[This post is the third in a series of posts on the issues involved with terminating a relationship with an attorney.]
As noted in previous posts on this subject, the reasons for breaking up with an attorney can be many. Sometimes it is a breakup within the law firm or the retirement of a key partner that has precipitated the decision to move files to another firm. Or it could be poor communications or even just bad lawyering.
Often times, though, the reason for the decision to move files to another attorney is money. In fact, it may even be a large disputed bill that precipitated the decision to transfer a particular file as well as other files the lawyer has to another lawyer.
Unfortunately, attorneys may have the upper hand (at least for the moment) on this issue on the issue of payment of disputed legal fees before files can be transferred. This is because many states allow attorneys to declare a “retaining” or “charging” lien on all client property they have in their possession to secure payment of their legal bills.
As noted in a prior post, the client’s file is considered as the client’s property – to the extent that the client has paid for the property – and attorneys have an ethical obligation to return all client property upon termination of the relationship. See RPC 1.16(d). However, there is a quirk in the law here that tends to favor attorneys and trump the ethics of the profession. This quirk is that attorneys may assert a “lien” on all of the client’s property in the possession of the attorney until all fees are paid. Thus it is that even though a client many have paid for 95% of what is in the file, the attorney may legally retain all the file until all fees are paid although some courts do provide for some limited exceptions to this.
Of course, the client can always choose to litigate the disputed fees. But that takes time and time means more money. Thus, most clients usually wind up submitting to this form of legalized extortion in order to get their files into the hands of another lawyer.
However, there is a saving grace for clients. The saving grace here for clients is that agreeing to pay disputed fees does not affect the right to subsequently challenge the lawyer’s fees at later date. See ABA Annotated Model Rules of Prof. Conduct (7th ed. 2011), Comments to RPC 1.5 (Fees) at p. 74, Review Always Available (“No matter what the client has agreed to. . .”). Thus, where time is a factor, it might be more prudent to pay the disputed legal fees under a reservation of rights and then pursue the attorney for the disputed charges at a later time.

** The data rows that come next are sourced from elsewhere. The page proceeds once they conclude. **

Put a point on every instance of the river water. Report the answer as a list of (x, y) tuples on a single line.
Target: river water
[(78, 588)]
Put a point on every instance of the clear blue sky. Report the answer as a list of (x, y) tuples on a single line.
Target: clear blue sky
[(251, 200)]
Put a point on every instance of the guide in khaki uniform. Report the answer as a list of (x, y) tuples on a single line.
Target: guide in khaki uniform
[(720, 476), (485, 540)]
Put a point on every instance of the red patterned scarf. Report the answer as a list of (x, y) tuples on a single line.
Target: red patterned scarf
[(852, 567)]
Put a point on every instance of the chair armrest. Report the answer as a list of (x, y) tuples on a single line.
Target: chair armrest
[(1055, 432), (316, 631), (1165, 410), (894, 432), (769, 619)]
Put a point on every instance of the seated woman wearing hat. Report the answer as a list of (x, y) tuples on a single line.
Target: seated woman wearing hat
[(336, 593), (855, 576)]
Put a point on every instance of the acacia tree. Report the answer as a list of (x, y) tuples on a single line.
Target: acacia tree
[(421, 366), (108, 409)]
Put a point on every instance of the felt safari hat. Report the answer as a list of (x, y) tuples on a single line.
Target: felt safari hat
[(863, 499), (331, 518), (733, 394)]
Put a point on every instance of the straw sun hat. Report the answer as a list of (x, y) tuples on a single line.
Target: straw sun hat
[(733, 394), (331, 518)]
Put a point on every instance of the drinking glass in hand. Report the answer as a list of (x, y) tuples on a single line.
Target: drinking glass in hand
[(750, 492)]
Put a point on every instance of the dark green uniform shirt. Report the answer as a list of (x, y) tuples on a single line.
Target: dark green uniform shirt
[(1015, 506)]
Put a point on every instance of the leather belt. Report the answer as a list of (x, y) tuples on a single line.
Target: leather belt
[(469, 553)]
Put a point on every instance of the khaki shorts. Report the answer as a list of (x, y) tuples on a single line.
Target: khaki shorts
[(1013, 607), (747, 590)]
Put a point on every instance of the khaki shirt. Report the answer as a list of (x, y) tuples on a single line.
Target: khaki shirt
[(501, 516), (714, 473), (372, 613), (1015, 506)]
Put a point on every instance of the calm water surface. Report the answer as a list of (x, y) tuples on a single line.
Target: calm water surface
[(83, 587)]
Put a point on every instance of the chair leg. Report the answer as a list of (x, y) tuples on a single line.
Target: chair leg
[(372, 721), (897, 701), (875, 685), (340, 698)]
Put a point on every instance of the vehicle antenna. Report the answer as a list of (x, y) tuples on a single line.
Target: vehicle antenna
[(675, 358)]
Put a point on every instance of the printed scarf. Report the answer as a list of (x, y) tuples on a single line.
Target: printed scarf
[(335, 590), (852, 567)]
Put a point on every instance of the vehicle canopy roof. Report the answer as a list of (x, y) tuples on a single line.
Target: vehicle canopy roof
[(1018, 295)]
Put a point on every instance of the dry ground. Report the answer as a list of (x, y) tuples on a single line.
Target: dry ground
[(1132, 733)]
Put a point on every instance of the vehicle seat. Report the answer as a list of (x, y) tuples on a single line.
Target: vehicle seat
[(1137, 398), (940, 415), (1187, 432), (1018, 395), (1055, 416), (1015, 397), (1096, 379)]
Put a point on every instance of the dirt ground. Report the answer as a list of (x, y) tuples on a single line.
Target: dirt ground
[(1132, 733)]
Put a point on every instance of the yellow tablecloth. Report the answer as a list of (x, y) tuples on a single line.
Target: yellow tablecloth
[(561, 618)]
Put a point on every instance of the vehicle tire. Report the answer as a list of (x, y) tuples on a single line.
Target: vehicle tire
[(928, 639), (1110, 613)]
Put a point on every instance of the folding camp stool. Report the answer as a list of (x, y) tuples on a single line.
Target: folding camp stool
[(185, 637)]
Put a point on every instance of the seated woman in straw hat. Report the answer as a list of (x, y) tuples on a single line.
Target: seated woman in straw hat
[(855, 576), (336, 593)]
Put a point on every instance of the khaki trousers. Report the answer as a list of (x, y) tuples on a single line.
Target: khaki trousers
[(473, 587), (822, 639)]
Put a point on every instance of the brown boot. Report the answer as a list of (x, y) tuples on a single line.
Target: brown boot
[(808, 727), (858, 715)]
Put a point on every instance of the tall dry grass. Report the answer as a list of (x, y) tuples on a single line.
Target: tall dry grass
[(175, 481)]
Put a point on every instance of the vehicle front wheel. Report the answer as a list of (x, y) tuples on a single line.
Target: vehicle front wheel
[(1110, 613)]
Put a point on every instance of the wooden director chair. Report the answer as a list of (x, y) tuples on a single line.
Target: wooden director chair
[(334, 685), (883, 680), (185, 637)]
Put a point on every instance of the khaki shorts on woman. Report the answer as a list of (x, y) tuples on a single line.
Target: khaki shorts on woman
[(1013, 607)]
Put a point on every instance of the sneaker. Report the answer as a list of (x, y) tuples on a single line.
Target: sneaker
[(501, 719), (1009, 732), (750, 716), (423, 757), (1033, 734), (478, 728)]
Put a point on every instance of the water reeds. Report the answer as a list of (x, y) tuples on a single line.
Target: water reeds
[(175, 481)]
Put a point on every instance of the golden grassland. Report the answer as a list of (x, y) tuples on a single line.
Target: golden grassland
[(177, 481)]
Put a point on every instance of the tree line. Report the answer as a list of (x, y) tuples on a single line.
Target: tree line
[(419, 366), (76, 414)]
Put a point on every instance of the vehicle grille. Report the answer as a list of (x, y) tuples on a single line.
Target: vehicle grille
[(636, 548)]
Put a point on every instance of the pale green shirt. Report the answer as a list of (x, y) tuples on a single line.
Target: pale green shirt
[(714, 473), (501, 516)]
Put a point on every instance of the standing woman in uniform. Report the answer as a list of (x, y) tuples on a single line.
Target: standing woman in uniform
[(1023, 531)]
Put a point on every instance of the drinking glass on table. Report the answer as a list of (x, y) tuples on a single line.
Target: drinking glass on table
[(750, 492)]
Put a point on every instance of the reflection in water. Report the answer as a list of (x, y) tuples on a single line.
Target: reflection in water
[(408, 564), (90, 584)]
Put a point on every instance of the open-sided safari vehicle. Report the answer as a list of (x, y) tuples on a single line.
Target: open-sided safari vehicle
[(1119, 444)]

Breaking-up is never an easy thing to do whether it involves a personal or business relationship. And just as it is a good idea for married couples to have a pre-nup agreement, it is also a good idea to have “pre-nup” language in your assignment letter with counsel that addresses and clarifies what specifically is to be done (and who pays for what costs) if assigned files are transferred to another lawyer. The assignment letter should also most importantly contain language that requires the attorneys to agree to not assert a “lien” on the file if the file is later transferred to another attorney. Of course, litigation and billing guidelines should also address this point. Unfortunately, no guidelines that I have ever read address this point.